Stepping Out of the Insecurity Closet
A good majority of the population suffers from a lack of self-confidence. Our views on what represents beauty and success in our society is quite distorted. So much, it perpetuates the pressure to match up to an ideal that doesn’t exist. Undoubtedly, this can create or add to insecurities we may have about ourselves. Many having one or more which can affect different areas of life. It took me a long to time to understand this is totally normal. Even the most seemingly confident man or woman has self-doubt.
Giselle Bundchen published a book in 2018, in which she shares personal stories about her life. In it, she admits to having panic attacks and thoughts of suicide prior to her breakout appearance on the runway as a supermodel. During an interview with People Magazine, she said “Things can be looking perfect on the outside, but you have no idea what’s really going on,”
Now, how many times have you or I thought the exact same time? Honestly, for me one too many times.
I’m guilty of trying too hard to stage a perfect picture of my life. While married, I worked incessantly to put on a show hoping my life would appear flawless. The task is not only exhausting, it isn’t rewarding. The total opposite happens. It ruins you internally because you aren’t being true to yourself. I was desperately trying to appease an audience. I wanted everyone to think my life was amazing. As life would have it, the only one fooled other than strangers who didn’t know any better was “Sincerely yours.” Those closest to me, people who knew me at the core weren’t deceived by my acting chops.
Somehow, I believed a level of perfection was tied into my self-worth. The truth was, I was far from perfect! Instead, fearful of everything. terrified of the rejection or ridicule that would come if I revealed all the things that were wrong! It was a time of despair and heartache causing some isolation.
Nowadays, things are different.
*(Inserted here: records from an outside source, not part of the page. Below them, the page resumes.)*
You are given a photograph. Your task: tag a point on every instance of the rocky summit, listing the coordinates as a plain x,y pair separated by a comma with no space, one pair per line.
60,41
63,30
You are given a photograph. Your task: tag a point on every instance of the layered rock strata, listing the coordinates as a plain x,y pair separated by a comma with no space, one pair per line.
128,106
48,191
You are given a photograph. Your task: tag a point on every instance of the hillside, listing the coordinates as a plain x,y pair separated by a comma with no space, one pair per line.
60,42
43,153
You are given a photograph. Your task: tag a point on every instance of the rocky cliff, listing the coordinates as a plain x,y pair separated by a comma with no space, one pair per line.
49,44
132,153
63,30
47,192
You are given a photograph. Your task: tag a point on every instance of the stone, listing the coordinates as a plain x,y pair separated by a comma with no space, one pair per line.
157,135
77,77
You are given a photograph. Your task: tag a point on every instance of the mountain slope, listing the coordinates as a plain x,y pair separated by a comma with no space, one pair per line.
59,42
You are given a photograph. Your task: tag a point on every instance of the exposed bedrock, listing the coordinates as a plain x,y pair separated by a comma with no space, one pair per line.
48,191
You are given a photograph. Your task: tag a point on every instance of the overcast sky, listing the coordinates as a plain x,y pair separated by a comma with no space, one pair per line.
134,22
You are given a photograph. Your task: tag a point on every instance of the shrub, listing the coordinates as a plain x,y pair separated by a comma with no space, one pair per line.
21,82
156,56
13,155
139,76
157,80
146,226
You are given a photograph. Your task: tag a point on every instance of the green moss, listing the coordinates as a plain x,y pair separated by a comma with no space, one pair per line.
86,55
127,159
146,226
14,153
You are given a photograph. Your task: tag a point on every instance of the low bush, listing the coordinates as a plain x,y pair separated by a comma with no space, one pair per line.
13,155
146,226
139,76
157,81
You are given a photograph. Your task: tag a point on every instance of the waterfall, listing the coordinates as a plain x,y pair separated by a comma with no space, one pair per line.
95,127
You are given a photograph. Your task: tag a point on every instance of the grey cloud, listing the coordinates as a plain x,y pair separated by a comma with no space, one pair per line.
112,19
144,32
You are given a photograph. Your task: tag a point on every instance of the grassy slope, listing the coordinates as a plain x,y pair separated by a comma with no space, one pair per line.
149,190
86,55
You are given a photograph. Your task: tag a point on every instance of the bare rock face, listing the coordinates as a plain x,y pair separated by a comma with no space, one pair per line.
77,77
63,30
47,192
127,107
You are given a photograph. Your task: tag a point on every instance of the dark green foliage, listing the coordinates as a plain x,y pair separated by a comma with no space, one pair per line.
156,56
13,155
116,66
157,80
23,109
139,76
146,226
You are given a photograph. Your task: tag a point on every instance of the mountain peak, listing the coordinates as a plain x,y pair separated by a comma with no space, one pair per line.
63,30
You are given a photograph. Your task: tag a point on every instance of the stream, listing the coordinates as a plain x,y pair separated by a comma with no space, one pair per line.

I’ve taken accountability of my mistakes and failures which I nicknamed “sleeping woman’s life lessons.” I don’t owe anyone explanations for who I am because I’m enough. Some time ago, I came across the term “perfectly imperfect.” It’s a simple phrase, yet, complex. It accurately describes how I feel about myself present day. Accepting and embracing the woman I’ve become is one of my greatest wins.
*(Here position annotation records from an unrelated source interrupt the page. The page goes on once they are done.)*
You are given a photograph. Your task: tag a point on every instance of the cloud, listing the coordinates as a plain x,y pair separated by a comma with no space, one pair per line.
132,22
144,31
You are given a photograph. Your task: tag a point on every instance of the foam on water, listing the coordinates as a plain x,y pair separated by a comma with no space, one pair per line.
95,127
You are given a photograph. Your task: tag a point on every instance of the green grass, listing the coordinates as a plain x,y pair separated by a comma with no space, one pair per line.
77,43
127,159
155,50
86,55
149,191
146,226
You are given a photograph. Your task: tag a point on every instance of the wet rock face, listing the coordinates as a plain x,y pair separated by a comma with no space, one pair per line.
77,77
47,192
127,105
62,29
How did I get to this point? Like everything else in life by doing the work no matter where it would take me. These 3 steps helped me immensely, maybe they’ll get you started on this part of your journey.
1. Showing up for yourself every single day is essential. We have to be willing to drop our bags and open them up to the world. Unapologetic for who you are, you’re beautiful inside and out. No matter what anyone else thinks. We all have our share of spring cleaning to do. We’re work in progress. Consider all the gifts you bring to the world.
2. Having a desire to love. If you don’t embrace and love yourself – you will never accept all of you. Your faults, flaws or mistakes are part of you but don’t define you.
3. Understand this, you are unequivocally, not the only person with insecurities. We all have them. They manifest differently and in varying proportions but as human beings it’s ok to have them. The most self-assured individual hides an inch of insecurity at the very least.
Having insecurities doesn’t make us weak. It takes courage to let go but can be empowering to own everything about who you are. Especially those things you don’t necessarily love about yourself. The vulnerability in showing your human side is what connects us to others.
Be prepared, it’s a labor of love to come to terms with the person you are. The work never ends because constant reinforcement is necessary to maintain the new mindset. Anyone can have an off day. I can’t permanent delete self-doubt. However, I’m able to silence the voice that tells me “you’re not good enough.” Why? Because now I know, I’m so much more.
There isn’t a magic trick that will make insecurities disappear. These are steps I repeat daily to remind me of what is real. The more I do them the stronger my self-confidence. It builds over time and requires patience.
Let me know if any of these help you towards finding authenticity. If I did it, you can too!